BioWatch/BioShield: An environmental monitoring system, BioWatch, monitors air samples on a frequent basis in major urban cities nationwide, providing early warning of a potential bio attack which would allow treatment before people get sick. Homeland Security is also deploying and evaluating mobile automatic air testing kits that house biological and chemical sensors for even quicker reporting. This program links the earliest detection possible with efforts to develop medical countermeasures and a program called BioShield that ensures vaccines, drugs and medical supplies are ready for rapid distribution.

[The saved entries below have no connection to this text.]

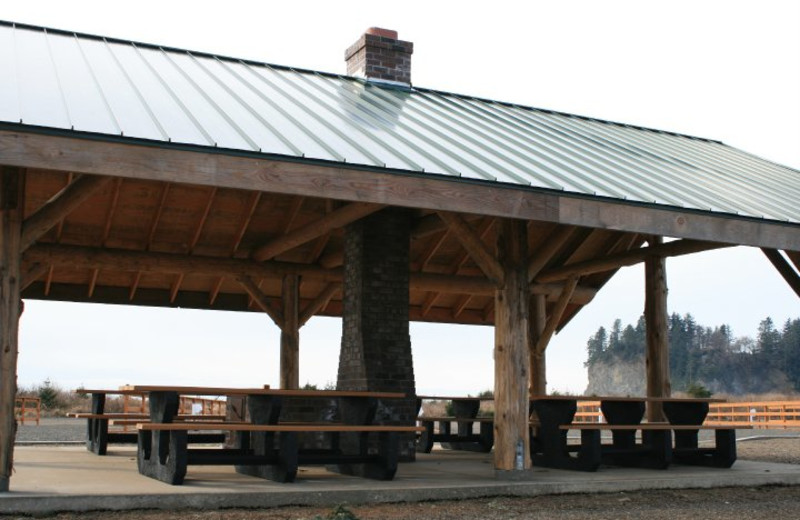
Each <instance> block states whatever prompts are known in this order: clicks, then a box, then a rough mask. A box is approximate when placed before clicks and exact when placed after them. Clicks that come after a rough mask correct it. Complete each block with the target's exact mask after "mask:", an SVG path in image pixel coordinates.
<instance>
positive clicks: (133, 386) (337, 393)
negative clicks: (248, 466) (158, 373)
mask: <svg viewBox="0 0 800 520" xmlns="http://www.w3.org/2000/svg"><path fill="white" fill-rule="evenodd" d="M120 391H121V392H132V393H139V394H141V393H145V394H149V393H151V392H177V393H178V394H181V395H196V396H202V395H274V396H277V397H323V398H325V397H374V398H376V399H405V397H406V394H404V393H402V392H370V391H363V390H287V389H283V388H280V389H279V388H270V387H269V385H265V386H263V387H261V388H258V387H255V388H237V387H219V386H181V385H177V386H176V385H124V386H122V387H120ZM109 393H115V391H109Z"/></svg>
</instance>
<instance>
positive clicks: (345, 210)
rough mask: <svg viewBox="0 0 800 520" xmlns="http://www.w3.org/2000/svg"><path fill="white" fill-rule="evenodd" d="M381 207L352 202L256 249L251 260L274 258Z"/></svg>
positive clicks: (374, 204)
mask: <svg viewBox="0 0 800 520" xmlns="http://www.w3.org/2000/svg"><path fill="white" fill-rule="evenodd" d="M381 208H383V206H381V205H379V204H368V203H361V202H354V203H352V204H348V205H347V206H344V207H341V208H339V209H337V210H334V211H333V212H331V213H328V214H327V215H325V216H324V217H322V218H320V219H318V220H316V221H315V222H312V223H310V224H308V225H305V226H303V227H301V228H298V229H295V230H294V231H292V232H290V233H287V234H285V235H283V236H280V237H278V238H276V239H274V240H272V241H271V242H269V243H268V244H264V245H263V246H261V247H258V248H256V249H255V250H254V251H253V254H252V255H250V256H251V258H252V259H253V260H256V261H258V262H263V261H265V260H269V259H270V258H274V257H276V256H278V255H279V254H281V253H283V252H285V251H288V250H290V249H293V248H295V247H297V246H299V245H302V244H305V243H306V242H309V241H311V240H313V239H315V238H317V237H320V236H322V235H324V234H325V233H328V232H330V231H333V230H334V229H339V228H342V227H344V226H346V225H347V224H350V223H351V222H355V221H356V220H359V219H361V218H363V217H366V216H367V215H369V214H371V213H375V212H376V211H378V210H379V209H381Z"/></svg>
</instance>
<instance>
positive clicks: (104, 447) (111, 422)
mask: <svg viewBox="0 0 800 520" xmlns="http://www.w3.org/2000/svg"><path fill="white" fill-rule="evenodd" d="M76 393H79V394H88V395H90V396H91V400H92V401H91V406H90V409H89V412H87V413H72V414H69V415H68V416H70V417H74V418H76V419H86V449H87V450H89V451H91V452H92V453H94V454H96V455H105V454H106V453H107V452H108V445H109V444H136V443H137V442H138V434H137V433H136V432H125V431H116V432H115V431H109V426H110V425H113V424H124V423H125V422H126V421H130V420H138V421H139V422H143V421H144V420H145V419H146V418H147V416H145V415H143V414H126V413H108V412H106V411H105V405H106V396H108V395H132V396H137V397H142V398H143V397H144V395H145V394H144V393H143V392H140V391H137V390H133V389H132V388H130V387H122V388H119V389H116V390H112V389H84V388H81V389H78V390H76ZM194 417H196V418H198V419H203V418H204V417H203V416H194ZM178 418H180V419H187V420H189V419H193V417H189V416H180V417H178ZM224 440H225V436H224V435H222V434H219V433H196V434H192V435H191V436H190V438H189V439H188V441H189V442H191V443H198V444H206V443H219V442H223V441H224Z"/></svg>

Integrated Planning: The Department of Homeland Security has led the development of the National Response Plan (NRP), which consolidates and reconciles multiple national-level incident response plans into a single, focused, universally understood strategy. This effort includes the development of a new catastrophic incident response protocol that will greatly accelerate the delivery of critical federal assistance to domestic venues suffering from a mass casualty/mass evacuation incident.
More Money: The 2005 budget request of $40.2 billion for homeland security is $9 billion (29%) over the 2003 level and $20.4 billion over the 2001 level -- an increase of 103% over the 2001 level of homeland security funding. Furthermore, from FY 2002- FY 2004 $13.1 billion has been earmarked for first responder and public health terrorism preparedness -- an increase of 900% over the $1.2 billion spent in the previous three years.
More Training: For FY 2004, Homeland Security has trained 205,480 first responders (451,634 since FY 2002.) Also, DHS initiated the National Incident Management System (NIMS) ) and established the NIMS Integration Center, which ensures that Federal, state, and local governments and private-sector organizations are all using the same criteria to prepare for, prevent, respond to, and recover from a terrorist attack or other major disaster.